TROIS-RIVIÈRES — Le Centre intégré universitaire de santé et de services sociaux de la Mauricie-et-du-Centre-du-Québec (CIUSSS MCQ) sera en mesure d’embaucher une trentaine d’intervenants supplémentaires grâce à l’octroi d’un montant de 2,5 millions de dollars du gouvernement dans le cadre du programme Agir tôt.

Le ministre délégué à la Santé et aux Services sociaux Lionel Carmant s’est arrêté en Mauricie dans le cadre de sa tournée provinciale pour présenter le programme Agir tôt, qui vise à réduire les délais d’attente des familles dont un enfant présente un retard de développement ou un trouble d’apprentissage avant d’obtenir des services.

Le programme, dont le projet pilote est en vigueur depuis quelques années dans la région de Montréal, sera maintenant déployé partout en province, ce qui représente des investissements de 48 millions de dollars. C’est à l’aide d’un questionnaire offert sur une plateforme en ligne ainsi que des ressources supplémentaires en intervention que le programme viendra en aide aux familles touchées par ces problématiques.

«Malheureusement, certains [enfants] arrivent dans nos bureaux alors que les difficultés sont présentes depuis longtemps», affirme Dre Mélanie Noël, codirectrice du programme Jeunesse-famille au CIUSSS MCQ.

Ces problématiques qui ne sont pas décelées assez tôt dans le développement de l’enfant causent des délais qui portent à 27,7% le taux d’élèves de maternelle 5 ans qui présentent un retard dans au moins une des sphères de leur développement. Lionel Carmant explique que cela peut mener à des difficultés au niveau scolaire. «Ce n’est pas pour rien qu’à chaque bout du spectre on a les mêmes taux, 27% qui ont de la difficulté à l’entrée et 25% qui décrochent», fait-il remarquer.

En Mauricie, les délais avant d’obtenir des services de professionnels pour un enfant qui semble présenter des difficultés sont d’environ 5 mois. L’objectif du programme Agir tôt est de diminuer ce délai à 3 mois seulement.

Synda Ben Affana, mère d’un enfant présentant un TSA, a vanté les bénéfices de l’intervention précoce lors de l’annonce de jeudi.

«Plus on voit la difficulté rapidement, plus rapidement on peut donner le service et combler cette difficulté-là», commente Carol Fillion, qui a été nommé président-directeur général du CIUSSS MCQ en début de semaine.

Synda Ben Affana, mère d’un enfant de 6 ans présentant un trouble du spectre de l’autisme, a témoigné lors de l’annonce du ministre Carmant des bénéfices des interventions précoces sur le développement de son fils. «J’ai commencé mes inquiétudes lorsqu’il avait 6 mois: des retards de motricité, absence de contact visuel, à 18 mois, il ne rampait pas, aucun intérêt pour les jouets, des crises de colère, d’hypersensibilité», raconte-t-elle.

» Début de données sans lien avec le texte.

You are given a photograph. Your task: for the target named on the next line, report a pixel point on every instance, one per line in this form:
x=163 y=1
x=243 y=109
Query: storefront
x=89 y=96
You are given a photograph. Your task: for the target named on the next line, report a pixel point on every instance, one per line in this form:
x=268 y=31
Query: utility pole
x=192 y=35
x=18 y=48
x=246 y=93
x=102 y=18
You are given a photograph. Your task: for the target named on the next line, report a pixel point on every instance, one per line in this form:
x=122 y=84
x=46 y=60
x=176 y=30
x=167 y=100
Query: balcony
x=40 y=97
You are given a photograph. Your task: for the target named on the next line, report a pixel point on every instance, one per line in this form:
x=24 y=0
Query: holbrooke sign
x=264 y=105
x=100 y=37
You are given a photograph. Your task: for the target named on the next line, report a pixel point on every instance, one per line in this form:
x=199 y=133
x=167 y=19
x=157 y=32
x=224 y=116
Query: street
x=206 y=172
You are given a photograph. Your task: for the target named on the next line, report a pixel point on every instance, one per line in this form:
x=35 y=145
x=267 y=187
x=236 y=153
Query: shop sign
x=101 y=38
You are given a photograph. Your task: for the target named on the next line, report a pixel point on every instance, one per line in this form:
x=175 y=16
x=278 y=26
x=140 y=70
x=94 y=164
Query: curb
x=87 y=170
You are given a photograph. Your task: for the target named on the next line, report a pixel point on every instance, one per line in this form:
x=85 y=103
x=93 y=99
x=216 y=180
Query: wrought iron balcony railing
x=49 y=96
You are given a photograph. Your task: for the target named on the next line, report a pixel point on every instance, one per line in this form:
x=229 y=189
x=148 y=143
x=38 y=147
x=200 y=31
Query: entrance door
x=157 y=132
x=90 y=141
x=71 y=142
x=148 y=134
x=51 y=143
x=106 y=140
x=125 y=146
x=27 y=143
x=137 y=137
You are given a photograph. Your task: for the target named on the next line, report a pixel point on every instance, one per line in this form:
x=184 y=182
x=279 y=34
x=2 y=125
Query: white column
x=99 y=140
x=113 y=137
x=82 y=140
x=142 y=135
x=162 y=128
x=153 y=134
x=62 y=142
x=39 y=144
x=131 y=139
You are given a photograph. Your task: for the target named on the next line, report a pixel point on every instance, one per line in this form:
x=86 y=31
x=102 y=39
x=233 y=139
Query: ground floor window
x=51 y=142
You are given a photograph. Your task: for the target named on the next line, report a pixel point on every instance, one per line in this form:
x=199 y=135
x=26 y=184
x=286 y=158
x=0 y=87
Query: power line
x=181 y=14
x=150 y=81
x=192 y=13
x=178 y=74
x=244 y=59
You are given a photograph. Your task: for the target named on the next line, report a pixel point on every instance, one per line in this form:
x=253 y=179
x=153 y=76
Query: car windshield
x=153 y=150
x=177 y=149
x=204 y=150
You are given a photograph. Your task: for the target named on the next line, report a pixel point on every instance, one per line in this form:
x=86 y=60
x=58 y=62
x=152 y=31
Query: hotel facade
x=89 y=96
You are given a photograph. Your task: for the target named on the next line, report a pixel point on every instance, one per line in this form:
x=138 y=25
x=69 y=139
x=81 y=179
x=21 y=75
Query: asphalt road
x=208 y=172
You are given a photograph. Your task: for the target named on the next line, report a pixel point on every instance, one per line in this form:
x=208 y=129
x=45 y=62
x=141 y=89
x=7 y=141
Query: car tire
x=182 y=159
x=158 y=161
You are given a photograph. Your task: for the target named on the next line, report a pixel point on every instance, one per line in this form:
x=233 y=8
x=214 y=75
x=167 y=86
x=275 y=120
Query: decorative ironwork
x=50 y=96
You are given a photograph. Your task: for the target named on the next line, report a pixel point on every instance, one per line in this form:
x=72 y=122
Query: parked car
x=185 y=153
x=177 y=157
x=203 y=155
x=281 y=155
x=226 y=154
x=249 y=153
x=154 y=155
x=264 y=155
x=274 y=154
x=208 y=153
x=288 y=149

Cette dernière a décidé de demander des services auprès d’un CLSC malgré une «peur du diagnostic».

Alors qu’il était âgé de 27 mois, le fils de Mme Ben Affana a reçu une proposition de diagnostic provisoire du trouble du spectre de l’autisme, ce qui lui a donné accès à une multitude de services.

«Cette année, il a fini sa maternelle à son école de quartier dans une classe régulière. [...] Il est aimé comme jamais à son école», affirme Mme Ben Affana, qui a non seulement remercié les intervenants impliqués dans le dossier de son fils, mais également sa propre volonté d’être allée chercher les services nécessaires au bon moment.

Le programme Agir tôt tombe à point avec un projet mis en place par le CIUSSS MCQ depuis 2017, qui n’oblige pas un enfant à détenir un diagnostic pour recevoir des services. «Le projet d’aujourd’hui va permettre qu’on le fasse encore plus et encore mieux. Alors vraiment, c’est un projet qui vient appuyer la façon dont travaille la Mauricie et le Centre-du-Québec depuis plusieurs années», explique M. Fillion.

Avec le déploiement du programme Agir tôt, le gouvernement souhaite rendre possible l’embauche de pas moins de 800 intervenants à travers la province.

Les investissements pour ce programme devraient atteindre 88 millions de dollars d’ici 2023-2024.